To follow up Tuesday's helpful class presentation on Nationalism and the Romantic movement (there is a worthwhile article on this topic, online here at the Dictionary of the History of Ideas,) I delivered a brief lecture on the concept of nationalism based upon an article that is to my mind very useful - George Orwell's 1945 essay Notes on Nationalism in which he draws the distinction between nationalism and patriotism.

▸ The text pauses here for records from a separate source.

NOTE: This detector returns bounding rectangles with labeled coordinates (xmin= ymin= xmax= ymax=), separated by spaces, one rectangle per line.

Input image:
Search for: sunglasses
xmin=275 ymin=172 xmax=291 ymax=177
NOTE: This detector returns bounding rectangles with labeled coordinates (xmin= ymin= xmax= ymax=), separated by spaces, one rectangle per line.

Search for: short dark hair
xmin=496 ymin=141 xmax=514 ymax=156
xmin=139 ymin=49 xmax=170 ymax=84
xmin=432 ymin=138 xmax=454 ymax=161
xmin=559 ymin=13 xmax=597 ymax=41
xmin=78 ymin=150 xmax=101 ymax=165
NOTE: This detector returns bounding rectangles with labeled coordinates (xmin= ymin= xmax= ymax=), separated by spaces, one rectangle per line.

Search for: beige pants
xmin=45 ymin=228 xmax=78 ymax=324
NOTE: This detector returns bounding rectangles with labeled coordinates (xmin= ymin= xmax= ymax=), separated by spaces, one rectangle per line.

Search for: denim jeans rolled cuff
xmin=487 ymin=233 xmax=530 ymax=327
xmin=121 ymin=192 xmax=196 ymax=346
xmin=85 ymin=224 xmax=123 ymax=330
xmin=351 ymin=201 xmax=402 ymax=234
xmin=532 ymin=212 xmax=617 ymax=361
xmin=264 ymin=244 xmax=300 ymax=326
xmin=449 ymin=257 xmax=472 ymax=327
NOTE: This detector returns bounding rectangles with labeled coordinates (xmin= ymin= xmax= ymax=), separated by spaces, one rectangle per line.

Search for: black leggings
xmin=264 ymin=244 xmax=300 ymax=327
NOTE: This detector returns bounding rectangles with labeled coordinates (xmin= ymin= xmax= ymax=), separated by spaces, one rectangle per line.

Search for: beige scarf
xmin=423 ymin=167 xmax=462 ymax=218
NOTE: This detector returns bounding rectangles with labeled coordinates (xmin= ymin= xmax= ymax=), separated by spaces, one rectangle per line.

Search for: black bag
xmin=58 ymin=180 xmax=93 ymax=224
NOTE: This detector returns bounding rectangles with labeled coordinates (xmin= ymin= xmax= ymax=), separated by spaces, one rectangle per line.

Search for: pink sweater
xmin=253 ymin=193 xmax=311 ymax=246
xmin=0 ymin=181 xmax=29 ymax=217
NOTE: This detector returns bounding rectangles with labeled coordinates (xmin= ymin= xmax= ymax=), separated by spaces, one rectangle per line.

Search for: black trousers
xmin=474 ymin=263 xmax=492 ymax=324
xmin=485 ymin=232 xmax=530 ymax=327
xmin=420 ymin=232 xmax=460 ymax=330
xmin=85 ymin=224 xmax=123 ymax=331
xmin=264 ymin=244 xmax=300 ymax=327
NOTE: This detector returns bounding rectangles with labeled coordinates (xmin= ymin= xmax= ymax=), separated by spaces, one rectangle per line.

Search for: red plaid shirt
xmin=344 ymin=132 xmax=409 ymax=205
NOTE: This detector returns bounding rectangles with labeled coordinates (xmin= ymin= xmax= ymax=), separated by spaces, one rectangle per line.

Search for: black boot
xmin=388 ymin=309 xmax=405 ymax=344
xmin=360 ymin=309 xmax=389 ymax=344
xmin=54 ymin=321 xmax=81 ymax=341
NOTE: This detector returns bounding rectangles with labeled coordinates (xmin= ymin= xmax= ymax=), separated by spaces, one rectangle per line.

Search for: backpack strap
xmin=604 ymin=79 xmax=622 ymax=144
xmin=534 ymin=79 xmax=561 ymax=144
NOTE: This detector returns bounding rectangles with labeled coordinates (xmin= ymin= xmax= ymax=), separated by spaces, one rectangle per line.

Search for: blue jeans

Nationalism in this view is favourable attitude toward one's country (or, in the etymological definition, '‘people united by common language and culture’) turned to political action. This necessarily involves direct concern with borders. Also, invariably, though here not necessarily, nationalism leads to the belief that one's nation is superior to other nations. Patriotism, or, to coin a term, matriotism, is on the other hand a love for one's nation -- one's countryside, language, customs, people, and achievements -- that is expressed personally: through art, community participation, family or the like. *
The question arose whether nationalism implies Imperialsm. I answered that it does not. I suggest that nationalism can take one of three forms: imperialist, realist or isolationist. Imperialism is the conquest and ongoing direct rule of another nation: Rome provides the template for Imperial power. Isolationism, such as is practiced today by North Korea and formerly by pre-Meiji Japan, as its name implies tends to avoid influence from, and preferably contact with, other nations. Realism is the doctrine of interference in the affairs of other nations for the sole benefit of one's own, with neither responsibility for nor interest in the governance, welbeing -- nay, even survival -- of that nation suffering the interference.
I also suggest that it might be academically useful to distinguish imperialism from colonialism. I think that it is possible to conceive of Rome as imperial but not colonial: that is, it would conquor and govern, but rather than populate with Romans would require the conquored people to follow the laws and adminstrative regulations of Rome. This, at least, is how I read my Gibbon and my New Testament. Colonialism, in comparison, sees other nations as expansive and available land where members of their home population (perhaps, excess or unwanted population) move to live, and live according to their home nation's law. Hence, of course, colony.
(In this latter case, it might be more a matter of two different types of Imperialism than of colonialism being a seperate form of nationalism. I'd be glad to hear your thoughts.)
Let me conclude by stating my personal position in this area, to head off any possible misunderstanding; and that is that I, with Orwell, see myself as disavowing all these nationalisms and preferring patriotism ....or matriotism as the case may be.
* in this conception, military means are valid in direct defense to one's nation, as police force is valid to defend one's family from attack. With Coleridge and Wordsworth, I have come to recognise "....the Social Sense / Distending wide, and man beloved as man" as a fanciful hope of youth that once met with real experience will immediately and permanently be "....afflicted and struck down." [To William Wordsworth. Words in italics technical terms from Coleridge & Blake respectively.]